Art. 10
Responsabilità civile
In vigore dal 11 lug 2007
Responsabilità civile
1. Quando i membri delle squadre operano in uno Stato membro ospitante, tale Stato membro è responsabile dei danni eventuali da loro causati durante le loro operazioni, conformemente alla sua normativa nazionale.
2. Ove tali danni siano causati da negligenza grave o comportamento doloso, lo Stato membro ospitante può rivolgersi allo Stato membro d’origine per ottenere da quest’ultimo il rimborso di eventuali risarcimenti erogati alle vittime o agli aventi diritto.
3. Fatto salvo l’esercizio dei suoi diritti nei confronti di terzi, ciascuno Stato membro rinuncia a chiedere allo Stato membro ospitante o a qualsiasi altro Stato membro il risarcimento dei danni subiti, a meno che il danno non sia dovuto a negligenza grave o comportamento doloso.

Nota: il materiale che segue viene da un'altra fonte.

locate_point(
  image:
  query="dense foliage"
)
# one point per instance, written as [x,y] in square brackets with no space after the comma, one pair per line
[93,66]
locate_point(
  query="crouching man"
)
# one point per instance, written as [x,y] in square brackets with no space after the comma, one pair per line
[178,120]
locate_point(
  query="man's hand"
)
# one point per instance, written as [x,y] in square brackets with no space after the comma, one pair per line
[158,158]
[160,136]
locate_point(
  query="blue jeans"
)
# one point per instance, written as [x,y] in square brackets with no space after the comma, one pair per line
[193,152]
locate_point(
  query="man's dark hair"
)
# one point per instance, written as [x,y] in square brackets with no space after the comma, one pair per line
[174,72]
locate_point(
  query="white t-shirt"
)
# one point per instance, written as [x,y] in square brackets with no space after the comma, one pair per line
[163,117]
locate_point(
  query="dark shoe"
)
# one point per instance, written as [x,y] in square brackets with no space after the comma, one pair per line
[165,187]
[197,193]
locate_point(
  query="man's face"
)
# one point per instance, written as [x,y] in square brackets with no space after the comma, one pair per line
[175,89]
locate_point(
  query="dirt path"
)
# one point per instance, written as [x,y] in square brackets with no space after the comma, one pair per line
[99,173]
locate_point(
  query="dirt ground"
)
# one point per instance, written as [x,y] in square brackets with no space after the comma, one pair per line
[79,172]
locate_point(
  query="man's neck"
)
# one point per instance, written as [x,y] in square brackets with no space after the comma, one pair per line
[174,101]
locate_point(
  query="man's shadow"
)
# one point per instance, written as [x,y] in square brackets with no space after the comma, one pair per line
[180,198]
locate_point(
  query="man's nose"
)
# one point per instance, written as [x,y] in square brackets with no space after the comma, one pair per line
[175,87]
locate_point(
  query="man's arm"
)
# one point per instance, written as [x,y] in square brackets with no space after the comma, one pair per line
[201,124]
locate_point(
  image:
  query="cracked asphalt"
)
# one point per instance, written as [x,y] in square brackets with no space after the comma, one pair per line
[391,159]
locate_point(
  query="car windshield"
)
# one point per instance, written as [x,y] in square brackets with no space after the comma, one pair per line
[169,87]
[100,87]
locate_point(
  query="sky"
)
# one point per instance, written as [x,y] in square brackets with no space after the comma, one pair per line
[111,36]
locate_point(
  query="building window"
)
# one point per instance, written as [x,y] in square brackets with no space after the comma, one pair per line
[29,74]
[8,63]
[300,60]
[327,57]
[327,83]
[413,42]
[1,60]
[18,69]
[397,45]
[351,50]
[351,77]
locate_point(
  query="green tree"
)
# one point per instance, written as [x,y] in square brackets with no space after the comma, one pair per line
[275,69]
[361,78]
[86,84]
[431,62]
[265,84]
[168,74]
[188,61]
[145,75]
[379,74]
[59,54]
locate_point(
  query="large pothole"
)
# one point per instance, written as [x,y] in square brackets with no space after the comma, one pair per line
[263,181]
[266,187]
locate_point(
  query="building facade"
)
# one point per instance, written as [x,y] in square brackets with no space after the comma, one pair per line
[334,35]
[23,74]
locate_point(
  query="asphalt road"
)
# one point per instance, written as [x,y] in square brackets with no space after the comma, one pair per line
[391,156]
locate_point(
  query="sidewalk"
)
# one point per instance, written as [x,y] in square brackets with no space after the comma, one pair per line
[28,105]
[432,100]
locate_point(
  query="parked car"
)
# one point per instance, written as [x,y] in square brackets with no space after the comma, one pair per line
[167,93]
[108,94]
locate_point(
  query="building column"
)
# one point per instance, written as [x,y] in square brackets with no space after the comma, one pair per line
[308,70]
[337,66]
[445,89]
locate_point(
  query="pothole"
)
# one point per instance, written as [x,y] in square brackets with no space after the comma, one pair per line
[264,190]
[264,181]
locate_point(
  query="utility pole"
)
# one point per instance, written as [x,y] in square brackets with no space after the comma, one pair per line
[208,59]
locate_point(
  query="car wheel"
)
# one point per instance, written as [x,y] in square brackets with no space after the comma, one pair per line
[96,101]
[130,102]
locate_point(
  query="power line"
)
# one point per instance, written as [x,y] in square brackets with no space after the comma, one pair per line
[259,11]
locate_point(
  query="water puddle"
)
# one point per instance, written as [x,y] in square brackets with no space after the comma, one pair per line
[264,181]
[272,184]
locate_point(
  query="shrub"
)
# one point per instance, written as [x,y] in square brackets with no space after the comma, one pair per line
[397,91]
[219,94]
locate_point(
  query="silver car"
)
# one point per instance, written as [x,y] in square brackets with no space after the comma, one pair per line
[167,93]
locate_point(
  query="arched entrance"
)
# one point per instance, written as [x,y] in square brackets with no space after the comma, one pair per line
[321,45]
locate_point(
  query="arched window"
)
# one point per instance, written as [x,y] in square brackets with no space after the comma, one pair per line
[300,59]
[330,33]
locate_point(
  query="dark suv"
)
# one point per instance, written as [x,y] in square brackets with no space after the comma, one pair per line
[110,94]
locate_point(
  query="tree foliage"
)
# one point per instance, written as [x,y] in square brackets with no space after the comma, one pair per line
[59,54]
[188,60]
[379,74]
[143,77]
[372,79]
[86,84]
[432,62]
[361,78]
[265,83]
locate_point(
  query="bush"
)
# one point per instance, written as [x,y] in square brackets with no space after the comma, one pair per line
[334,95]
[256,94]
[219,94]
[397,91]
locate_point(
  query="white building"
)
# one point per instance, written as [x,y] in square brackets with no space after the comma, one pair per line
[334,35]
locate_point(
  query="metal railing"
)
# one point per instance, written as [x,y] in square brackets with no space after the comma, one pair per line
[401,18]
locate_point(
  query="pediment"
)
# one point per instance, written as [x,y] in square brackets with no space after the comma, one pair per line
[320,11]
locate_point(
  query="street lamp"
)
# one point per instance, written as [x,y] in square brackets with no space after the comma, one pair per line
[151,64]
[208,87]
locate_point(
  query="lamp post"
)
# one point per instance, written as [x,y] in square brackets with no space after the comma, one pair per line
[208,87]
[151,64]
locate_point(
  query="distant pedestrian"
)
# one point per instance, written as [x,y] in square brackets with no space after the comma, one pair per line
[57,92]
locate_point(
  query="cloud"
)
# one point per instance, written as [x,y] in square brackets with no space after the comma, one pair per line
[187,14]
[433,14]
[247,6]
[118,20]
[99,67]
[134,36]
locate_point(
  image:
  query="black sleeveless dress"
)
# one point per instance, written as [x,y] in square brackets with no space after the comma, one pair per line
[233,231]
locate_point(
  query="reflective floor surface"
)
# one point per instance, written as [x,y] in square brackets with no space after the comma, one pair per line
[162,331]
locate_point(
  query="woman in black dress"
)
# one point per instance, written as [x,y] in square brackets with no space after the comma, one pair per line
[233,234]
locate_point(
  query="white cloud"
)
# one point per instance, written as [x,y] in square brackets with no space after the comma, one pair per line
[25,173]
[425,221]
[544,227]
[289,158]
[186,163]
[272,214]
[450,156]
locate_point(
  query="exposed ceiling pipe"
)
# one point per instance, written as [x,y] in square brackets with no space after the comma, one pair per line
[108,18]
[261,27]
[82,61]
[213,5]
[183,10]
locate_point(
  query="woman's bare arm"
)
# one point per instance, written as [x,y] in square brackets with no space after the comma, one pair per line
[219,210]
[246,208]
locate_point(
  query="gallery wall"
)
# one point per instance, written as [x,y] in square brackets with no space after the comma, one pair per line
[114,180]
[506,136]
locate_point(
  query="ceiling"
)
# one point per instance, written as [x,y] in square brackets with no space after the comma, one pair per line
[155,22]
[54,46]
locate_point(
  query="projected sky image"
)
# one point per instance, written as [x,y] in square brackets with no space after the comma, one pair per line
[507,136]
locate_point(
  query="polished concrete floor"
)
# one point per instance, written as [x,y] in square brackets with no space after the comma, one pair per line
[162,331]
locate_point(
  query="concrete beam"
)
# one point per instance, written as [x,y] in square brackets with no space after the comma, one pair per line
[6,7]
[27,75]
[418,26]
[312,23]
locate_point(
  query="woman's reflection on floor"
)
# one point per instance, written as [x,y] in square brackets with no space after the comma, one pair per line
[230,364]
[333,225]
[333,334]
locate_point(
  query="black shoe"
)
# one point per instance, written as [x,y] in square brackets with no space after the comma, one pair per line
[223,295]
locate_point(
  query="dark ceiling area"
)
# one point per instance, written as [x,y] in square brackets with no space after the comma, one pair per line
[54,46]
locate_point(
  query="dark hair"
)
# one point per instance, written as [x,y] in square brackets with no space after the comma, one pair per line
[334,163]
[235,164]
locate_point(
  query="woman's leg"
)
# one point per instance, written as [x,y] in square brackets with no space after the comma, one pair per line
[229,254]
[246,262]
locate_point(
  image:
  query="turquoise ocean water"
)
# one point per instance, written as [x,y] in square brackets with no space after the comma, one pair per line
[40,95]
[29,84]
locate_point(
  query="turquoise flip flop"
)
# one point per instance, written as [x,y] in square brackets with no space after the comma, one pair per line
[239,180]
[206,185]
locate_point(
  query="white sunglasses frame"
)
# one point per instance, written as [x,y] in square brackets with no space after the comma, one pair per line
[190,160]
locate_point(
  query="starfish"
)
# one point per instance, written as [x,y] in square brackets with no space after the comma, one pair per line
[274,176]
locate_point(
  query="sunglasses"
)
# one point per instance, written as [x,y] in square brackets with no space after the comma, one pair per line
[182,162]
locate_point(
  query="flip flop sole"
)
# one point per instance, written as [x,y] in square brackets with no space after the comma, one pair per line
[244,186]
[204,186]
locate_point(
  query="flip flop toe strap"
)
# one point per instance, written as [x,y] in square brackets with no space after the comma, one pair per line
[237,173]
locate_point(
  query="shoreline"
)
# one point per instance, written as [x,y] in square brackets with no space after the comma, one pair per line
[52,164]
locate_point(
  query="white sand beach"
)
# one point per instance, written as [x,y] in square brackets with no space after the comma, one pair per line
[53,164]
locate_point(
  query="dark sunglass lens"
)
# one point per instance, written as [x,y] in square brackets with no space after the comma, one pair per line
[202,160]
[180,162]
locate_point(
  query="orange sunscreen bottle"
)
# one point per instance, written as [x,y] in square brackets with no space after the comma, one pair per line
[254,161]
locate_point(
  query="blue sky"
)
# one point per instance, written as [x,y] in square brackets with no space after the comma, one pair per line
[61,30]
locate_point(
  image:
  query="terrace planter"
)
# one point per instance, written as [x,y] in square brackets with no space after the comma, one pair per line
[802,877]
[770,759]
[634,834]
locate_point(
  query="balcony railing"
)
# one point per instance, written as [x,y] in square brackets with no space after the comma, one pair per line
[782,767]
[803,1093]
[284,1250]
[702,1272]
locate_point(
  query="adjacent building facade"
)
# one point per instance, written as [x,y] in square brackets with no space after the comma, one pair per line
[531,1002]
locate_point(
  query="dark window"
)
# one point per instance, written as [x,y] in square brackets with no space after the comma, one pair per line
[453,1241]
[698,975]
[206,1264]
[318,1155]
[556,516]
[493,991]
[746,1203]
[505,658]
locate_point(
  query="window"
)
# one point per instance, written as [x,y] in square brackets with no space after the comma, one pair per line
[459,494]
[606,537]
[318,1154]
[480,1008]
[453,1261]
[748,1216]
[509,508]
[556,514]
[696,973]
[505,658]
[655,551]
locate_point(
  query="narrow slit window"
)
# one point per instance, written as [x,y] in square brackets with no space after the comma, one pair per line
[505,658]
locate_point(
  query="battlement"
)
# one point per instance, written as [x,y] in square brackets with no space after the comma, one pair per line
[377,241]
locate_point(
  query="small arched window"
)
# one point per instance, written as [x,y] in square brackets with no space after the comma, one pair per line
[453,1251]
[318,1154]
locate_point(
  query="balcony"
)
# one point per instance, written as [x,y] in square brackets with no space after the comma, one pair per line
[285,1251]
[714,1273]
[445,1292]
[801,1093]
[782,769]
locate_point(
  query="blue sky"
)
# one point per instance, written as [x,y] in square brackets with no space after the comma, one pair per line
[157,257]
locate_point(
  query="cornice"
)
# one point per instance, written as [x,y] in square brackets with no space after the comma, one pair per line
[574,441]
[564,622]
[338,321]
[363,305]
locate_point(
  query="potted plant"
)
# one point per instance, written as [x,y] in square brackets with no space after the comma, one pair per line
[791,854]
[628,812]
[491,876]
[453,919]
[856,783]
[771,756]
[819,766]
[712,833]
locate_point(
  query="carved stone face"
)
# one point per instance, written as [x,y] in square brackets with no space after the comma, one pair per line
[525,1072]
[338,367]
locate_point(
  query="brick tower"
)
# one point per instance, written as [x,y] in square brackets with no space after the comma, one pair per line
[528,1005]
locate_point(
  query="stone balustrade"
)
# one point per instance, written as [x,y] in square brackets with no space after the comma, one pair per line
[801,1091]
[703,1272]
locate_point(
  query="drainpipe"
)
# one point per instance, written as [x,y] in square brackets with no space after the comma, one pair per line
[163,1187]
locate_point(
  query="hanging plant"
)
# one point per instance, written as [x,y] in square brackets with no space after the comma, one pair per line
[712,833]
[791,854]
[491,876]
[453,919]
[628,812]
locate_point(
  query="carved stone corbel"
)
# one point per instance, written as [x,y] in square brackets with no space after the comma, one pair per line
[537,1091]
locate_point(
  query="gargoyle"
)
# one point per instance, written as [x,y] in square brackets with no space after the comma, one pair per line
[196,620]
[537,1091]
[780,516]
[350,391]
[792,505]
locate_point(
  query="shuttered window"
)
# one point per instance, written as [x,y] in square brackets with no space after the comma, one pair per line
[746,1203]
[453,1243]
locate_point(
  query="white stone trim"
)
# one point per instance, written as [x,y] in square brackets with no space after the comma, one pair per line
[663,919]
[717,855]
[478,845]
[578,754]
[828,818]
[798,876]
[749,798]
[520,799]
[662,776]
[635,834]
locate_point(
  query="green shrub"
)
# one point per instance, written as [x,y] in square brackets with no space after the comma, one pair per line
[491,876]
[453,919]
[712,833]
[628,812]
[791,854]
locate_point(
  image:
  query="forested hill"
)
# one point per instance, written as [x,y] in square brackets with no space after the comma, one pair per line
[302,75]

4. Eventuali controversie tra Stati membri quanto all’applicazione dei paragrafi 2 e 3, che tali Stati non possano risolvere mediante negoziati, sono da essi sottoposte alla Corte di giustizia delle Comunità europee, a norma dell’articolo 239 del trattato.
5. Fatto salvo l’esercizio dei suoi diritti nei confronti di terzi, l’Agenzia sostiene le spese connesse ai danni causati all’equipaggiamento dell’Agenzia durante la missione, a meno che il danno non sia dovuto a negligenza grave o comportamento doloso.